Introduction to the Boston Athenaeum

Boston Athenaeum

Introduction to the Boston Athenaeum

Description

Welcome to the Boston Athenaeum. I'm Elizabeth Barker, Stanford Calderwood Director, and I'm delighted to introduce you to our special historic institution. As you may know, the first floor of the Athenaeum is open to the public and the upper floors are reserved for the use of our members. If you are not yet a member, but are interested in becoming one, I encourage you to visit the Membership Office located here on the first floor. There you'll find additional information about our large collection of circulating books, dozens of lectures, concerts, book talks, discussion groups, and exhibition openings each year. You'll find the office to the right of the room with the large sculpture of George Washington. By the way, further down that same hallway you'll find our Children's Library and the necessity of the restrooms.

The Boston Athenaeum is one of America's oldest cultural institutions. Founded in 1807 as a place to promote knowledge, it was named in part for Athena, the Greek goddess of wisdom. Its purpose today is to encourage curious people to discover the humanities: the fine arts, history, and literature. We accomplish this through our ever-growing collections of books, paintings, sculptures, prints, photographs, maps, manuscripts, and periodicals. As the Athenaeum has grown and expanded across the decades, it originally moved several times. Finally, in 1849 the Athenaeum purchased property on Beacon Street and commissioned a local architect to design and build a structure that would meet the library's specific needs. That is the building in which you are now standing.

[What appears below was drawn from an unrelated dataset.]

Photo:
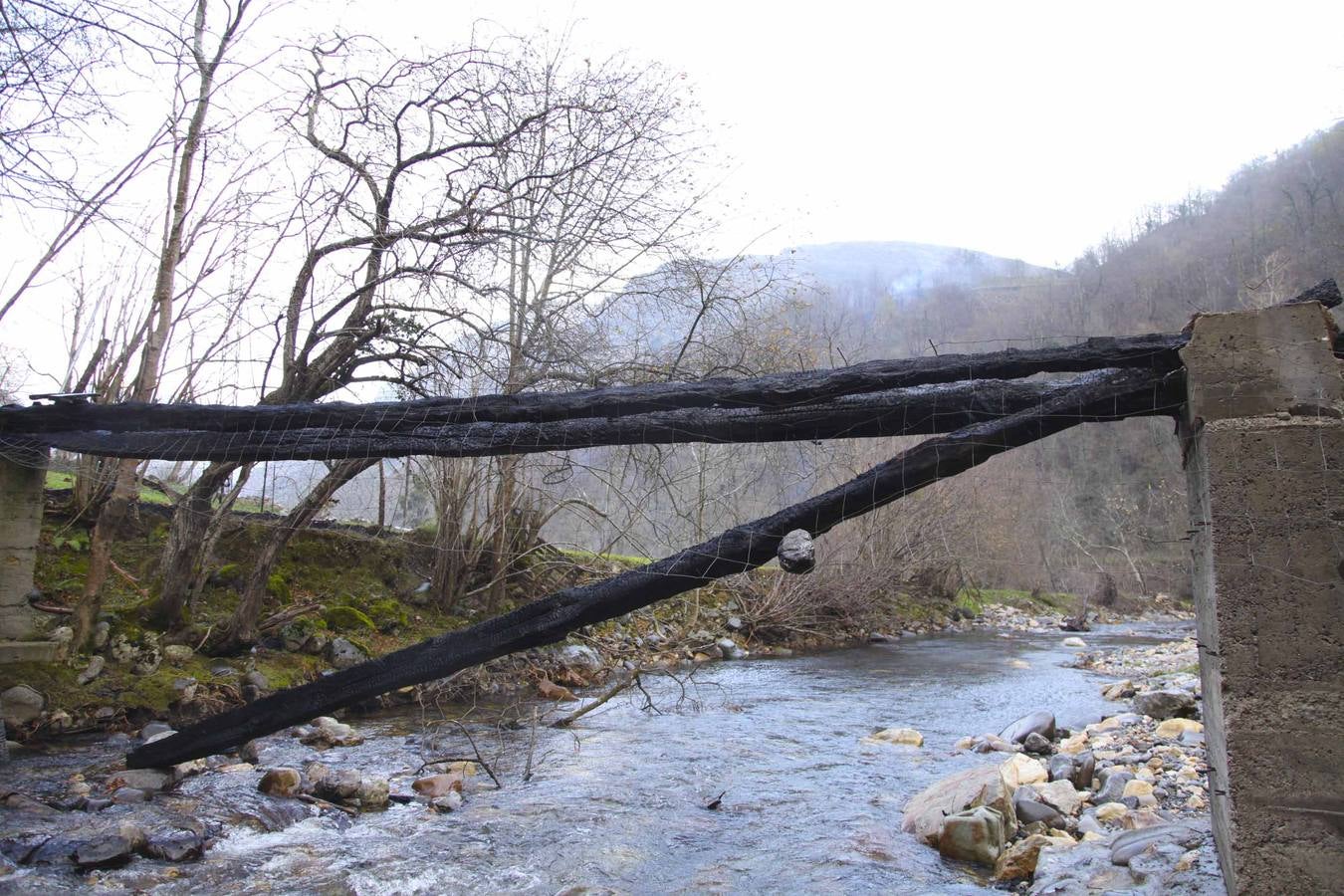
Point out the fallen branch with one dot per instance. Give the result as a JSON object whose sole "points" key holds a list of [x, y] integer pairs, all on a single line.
{"points": [[1097, 396], [617, 688], [287, 615]]}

Originally, the Athenaeum had three main floors, each of which looked more or less like the one on which you are now standing. As the Athenaeum continued to grow, the building was expanded, improved, renovated, and restored several times, including by the addition of two more floors above, while retaining the basic floor plan and many of the original architectural features inside and out. Today the Boston Athenaeum contains some of the grandest spaces in New England, spaces filled with treasures of art and culture, making our institution the proper place for the pursuit of knowledge, and also a place of refinement and beauty. Take for example the impressive life-sized statue of George Washington. If you don't see it, please ask one of our friendly employees for directions. It stands in the room with the distinctive curve, or bow, at one end where large windows overlook the old Granary Burying Ground. Have you found it? If not, please feel free to pause this recording while you find it.

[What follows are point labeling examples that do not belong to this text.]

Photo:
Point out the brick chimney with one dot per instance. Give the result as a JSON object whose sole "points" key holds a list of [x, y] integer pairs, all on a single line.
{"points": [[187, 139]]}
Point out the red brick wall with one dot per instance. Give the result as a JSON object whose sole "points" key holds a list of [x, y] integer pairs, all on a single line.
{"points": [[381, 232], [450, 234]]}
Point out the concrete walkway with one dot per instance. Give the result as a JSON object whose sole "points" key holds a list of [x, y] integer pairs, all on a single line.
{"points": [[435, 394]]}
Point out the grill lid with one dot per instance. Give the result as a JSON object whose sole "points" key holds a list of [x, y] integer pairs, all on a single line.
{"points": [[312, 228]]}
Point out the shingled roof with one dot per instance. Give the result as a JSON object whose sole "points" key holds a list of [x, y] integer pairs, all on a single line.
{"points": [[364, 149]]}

This statue is an exact copy--the first ever made--of one of the earliest public commemorative sculptures erected in this country. The original, made of marble, was commissioned from a leading French sculptor, Jean-Antoine Houdon, by the Commonwealth of Virginia in the 1790s with the intention of placing it in the rotunda of the state capitol building in Richmond, Virginia. Indeed, that marble is still there today. During the 1840s the Boston Athenaeum acquired the surviving part of George Washington's personal library and at almost exactly the same time, received permission from the Virginia state government to have this copy of the statue made. Here Washington is shown as the citizen soldier he was--a gentleman farmer who has done his duty for his country and then returned to civilian life. He still has his sword at his side, but he also holds the walking stick and stands before a plow. If you carefully move to the side of the sculpture, without touching it if you please, you can see these features quite clearly. The objects symbolized Washington's own attitude toward the new American system of government and his role within it, a democracy to be ruled by the people, not by a monarch, and one in which every citizen could and should participate, while maintaining individuality and dignity--an elusive goal, of course, but a worthy one nonetheless. The statue of George Washington, life sized, full length, dramatically elevated on its pedestal is impressive. As such it fulfills its purpose as a work of art; it teaches and inspires us as we contemplate the honorable nature of a great American and recall his historic deeds and the sacrifices he made for his country.